The tiny fly belongs to a group that lays their eggs in an ant’s head. As the fly larvae develop, they feed on the ant’s tissue until “the ant’s head falls off, sometimes as its body is still walking around,” Brown said.
New lion on the block
In another boon for biodiversity, researchers confirmed this year that a population of Ethiopian lions with a unique dark mane are indeed genetically distinct from other lions in other areas. Descended from a founder population collected by Emperor Haile Selassie in 1948, the lions are known to scientists from the Addis Ababa Zoo, though reports of dark-maned lions in the wild also exist.
Researchers used the sequence of the mitochondrial cytochrome b gene and various microsatellites to ascertain that the dark-maned lions are genetically separate from other lions. The news has already given the lions a boost, said Susann Bruche, a biologist at Imperial College London and first author of the paper. Zoo officials have raised money for a better lion enclosure, based on natural habitats, which will give the lions more space to breed and maintain their population.
A few goodbyes
The International Union for Conservation of Nature, which puts out the Red List assessing species’ extinction risks, lists 795 species as extinct.
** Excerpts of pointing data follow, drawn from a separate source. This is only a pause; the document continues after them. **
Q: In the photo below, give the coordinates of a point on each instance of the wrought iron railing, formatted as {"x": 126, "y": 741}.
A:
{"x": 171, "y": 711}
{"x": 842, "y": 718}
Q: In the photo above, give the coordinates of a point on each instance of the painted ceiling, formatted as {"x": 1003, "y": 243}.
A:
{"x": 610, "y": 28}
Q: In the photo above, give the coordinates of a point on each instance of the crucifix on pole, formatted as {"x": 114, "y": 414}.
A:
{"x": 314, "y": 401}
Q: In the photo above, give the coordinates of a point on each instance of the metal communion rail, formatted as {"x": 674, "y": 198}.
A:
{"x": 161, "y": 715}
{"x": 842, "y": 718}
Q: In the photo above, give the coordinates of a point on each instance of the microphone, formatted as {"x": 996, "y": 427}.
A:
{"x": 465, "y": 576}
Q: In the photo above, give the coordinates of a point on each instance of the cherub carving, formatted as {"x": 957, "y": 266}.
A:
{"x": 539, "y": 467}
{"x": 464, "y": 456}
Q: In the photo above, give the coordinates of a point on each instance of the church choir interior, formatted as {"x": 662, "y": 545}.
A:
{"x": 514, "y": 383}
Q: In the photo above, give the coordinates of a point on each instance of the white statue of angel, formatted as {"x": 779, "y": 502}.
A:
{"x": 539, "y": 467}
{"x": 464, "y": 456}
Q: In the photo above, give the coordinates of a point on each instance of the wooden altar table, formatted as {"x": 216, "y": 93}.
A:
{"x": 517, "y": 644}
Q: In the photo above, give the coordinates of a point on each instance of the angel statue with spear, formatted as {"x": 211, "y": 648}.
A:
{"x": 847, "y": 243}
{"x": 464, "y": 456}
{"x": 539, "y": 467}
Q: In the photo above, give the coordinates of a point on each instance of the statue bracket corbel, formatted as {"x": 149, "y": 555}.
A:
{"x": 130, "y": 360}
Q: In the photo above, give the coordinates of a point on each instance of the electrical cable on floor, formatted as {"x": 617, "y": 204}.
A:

But each year, often due to human encroachment, that list grows. Hawaii, the poster child for the havoc wreaked by invasive species—and the heroic efforts to combat them—announced the local extinction of the copper-striped blue-tailed skink this year, possibly due to torment by predatory ants. Luckily, blue-tailed skink populations persist on other Pacific Islands.
Japan announced the extinction of the Japanese river otter, an iconic creature not seen for more than 30 years. Japan’s Ministry of Environment also declared several other species extinct, including the least horseshoe bat.
And finally, the Galápagos’s Lonesome George, the long-lived Pinta Island giant tortoise believed to be the last of his kind, died this summer. More than 100 years old, Lonesome George was introduced to several female tortoises in hopes of producing hybrids, but the eggs laid never hatched. But amidst the sorrow of his passing, some scientists retain hope. New work by evolutionary biologist Adalgisa Caccone at Yale University suggests that a few Pinta Island tortoises may still exist—and be successfully hybridizing with the locals—at Volcano Wolf on nearby Isabela Island. Caccone and her colleagues compared the DNA of more than 1,600 Volcano Wolf tortoises to a DNA database of extinct tortoises collected from museum specimens, and discovered that 17, including some juveniles, had DNA from C. abingdoni ancestors.